Zechariah, in his song at the beginning of Luke’s gospel, sings of his delight having foreseen the arrival of Jesus. What makes his song particularly interesting are his reasons for praise. Of particular note is that these have nothing overtly to do with his own forgiveness, his own sin, his assurance of eternity. No, Zechariah’s reasons are much ‘earthier.’ Here’s his song:

68 “Praise be to the Lord, the God of Israel,
because he has come to his people and redeemed them.
69 He has raised up a horn of salvation for us
in the house of his servant David
70 (as he said through his holy prophets of long ago),
71 salvation from our enemies
and from the hand of all who hate us—
72 to show mercy to our ancestors
and to remember his holy covenant,
73     the oath he swore to our father Abraham:
74 to rescue us from the hand of our enemies,
and to enable us to serve him without fear
75     in holiness and righteousness before him all our days.

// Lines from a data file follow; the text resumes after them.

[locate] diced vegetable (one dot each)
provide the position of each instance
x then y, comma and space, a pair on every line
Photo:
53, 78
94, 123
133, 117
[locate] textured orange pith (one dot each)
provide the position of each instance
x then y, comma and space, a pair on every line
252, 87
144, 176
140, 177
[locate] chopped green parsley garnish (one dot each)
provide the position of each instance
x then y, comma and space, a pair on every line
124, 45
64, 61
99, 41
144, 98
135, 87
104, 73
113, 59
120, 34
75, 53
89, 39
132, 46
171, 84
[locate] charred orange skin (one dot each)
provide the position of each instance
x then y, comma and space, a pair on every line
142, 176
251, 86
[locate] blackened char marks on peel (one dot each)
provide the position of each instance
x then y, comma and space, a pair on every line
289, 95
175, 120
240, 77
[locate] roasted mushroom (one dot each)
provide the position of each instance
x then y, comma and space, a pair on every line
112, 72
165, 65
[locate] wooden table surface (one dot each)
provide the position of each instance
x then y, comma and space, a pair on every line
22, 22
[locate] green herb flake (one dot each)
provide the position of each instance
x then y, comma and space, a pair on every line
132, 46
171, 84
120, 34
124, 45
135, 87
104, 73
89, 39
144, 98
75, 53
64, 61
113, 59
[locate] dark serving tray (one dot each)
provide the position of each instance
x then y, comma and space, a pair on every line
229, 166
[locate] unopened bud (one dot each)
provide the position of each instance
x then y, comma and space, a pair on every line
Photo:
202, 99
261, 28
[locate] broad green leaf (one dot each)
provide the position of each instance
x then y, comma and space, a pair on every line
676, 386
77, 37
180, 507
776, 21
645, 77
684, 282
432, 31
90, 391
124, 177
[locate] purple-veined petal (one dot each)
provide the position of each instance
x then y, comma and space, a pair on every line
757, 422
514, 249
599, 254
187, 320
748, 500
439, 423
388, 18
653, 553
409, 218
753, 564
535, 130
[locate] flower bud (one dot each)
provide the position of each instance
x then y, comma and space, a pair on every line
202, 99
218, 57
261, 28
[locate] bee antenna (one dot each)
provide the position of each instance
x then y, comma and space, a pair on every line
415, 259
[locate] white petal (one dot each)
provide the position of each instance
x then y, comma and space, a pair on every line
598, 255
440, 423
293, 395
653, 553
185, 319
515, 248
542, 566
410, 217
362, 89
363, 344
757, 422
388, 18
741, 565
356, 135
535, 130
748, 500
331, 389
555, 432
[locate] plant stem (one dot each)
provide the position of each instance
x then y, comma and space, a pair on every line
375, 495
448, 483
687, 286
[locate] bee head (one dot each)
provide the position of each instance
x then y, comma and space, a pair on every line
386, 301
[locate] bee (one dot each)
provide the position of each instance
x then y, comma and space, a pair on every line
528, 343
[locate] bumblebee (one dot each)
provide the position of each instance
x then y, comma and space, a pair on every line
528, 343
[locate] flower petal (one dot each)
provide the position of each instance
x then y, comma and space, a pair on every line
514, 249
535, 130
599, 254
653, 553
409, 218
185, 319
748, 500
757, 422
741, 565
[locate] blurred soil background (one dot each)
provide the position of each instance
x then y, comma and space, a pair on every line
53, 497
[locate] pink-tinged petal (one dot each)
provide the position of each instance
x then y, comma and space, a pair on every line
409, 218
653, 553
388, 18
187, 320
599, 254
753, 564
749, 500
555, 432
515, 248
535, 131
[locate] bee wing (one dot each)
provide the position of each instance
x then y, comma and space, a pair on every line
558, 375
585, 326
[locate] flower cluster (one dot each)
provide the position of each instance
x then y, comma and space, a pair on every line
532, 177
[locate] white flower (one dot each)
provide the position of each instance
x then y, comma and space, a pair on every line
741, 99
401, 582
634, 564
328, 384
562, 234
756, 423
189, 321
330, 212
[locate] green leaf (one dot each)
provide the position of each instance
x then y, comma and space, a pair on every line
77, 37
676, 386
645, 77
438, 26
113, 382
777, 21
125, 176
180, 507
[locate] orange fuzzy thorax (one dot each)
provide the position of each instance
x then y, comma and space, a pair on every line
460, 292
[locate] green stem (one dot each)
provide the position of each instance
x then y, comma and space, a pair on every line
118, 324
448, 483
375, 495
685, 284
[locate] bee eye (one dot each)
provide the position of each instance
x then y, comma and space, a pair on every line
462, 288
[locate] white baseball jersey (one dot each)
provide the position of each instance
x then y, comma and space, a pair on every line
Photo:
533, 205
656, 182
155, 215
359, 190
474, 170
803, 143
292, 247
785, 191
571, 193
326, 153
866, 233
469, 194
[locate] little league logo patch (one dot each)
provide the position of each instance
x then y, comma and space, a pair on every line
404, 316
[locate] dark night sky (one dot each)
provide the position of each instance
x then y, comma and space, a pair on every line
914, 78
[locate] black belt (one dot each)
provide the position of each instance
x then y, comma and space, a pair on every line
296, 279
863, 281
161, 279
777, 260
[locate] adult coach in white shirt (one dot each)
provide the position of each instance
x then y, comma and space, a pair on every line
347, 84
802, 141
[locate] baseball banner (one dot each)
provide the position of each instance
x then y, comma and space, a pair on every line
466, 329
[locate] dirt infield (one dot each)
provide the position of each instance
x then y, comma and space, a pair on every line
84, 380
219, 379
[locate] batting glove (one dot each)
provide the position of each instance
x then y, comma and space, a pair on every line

Zechariah’s reasons for praising are because his (and Israel’s) enemies, ‘those who hate’ him and whom he fears will be done away with. He will be ‘redeemed’ and ‘rescued’. ‘Salvation’ from them has come. Zechariah’s reasons for praise are far from reasons of personal piety. Zechariah’s reasons are that God has, in sending King Jesus, brought about a new age. An age in which the world’s enemies will be overthrown and God’s people can serve him without fear.

This was a great encouragement to me as I read this passage. The stresses and strains of writing a PhD, of keeping up with teaching, of being anxious about that job I hoped to get were put into context. And the fears, hatred and fighting of our world at the end of 2015, like the oppression of the Middle East when Quirinius was governor of Syria, can also be understood in a new light. The King of the universe has arrived. I need not spend Christmas reflecting upon these things as one who has no hope, but as one who has seen the King arrive and beginning to conquer.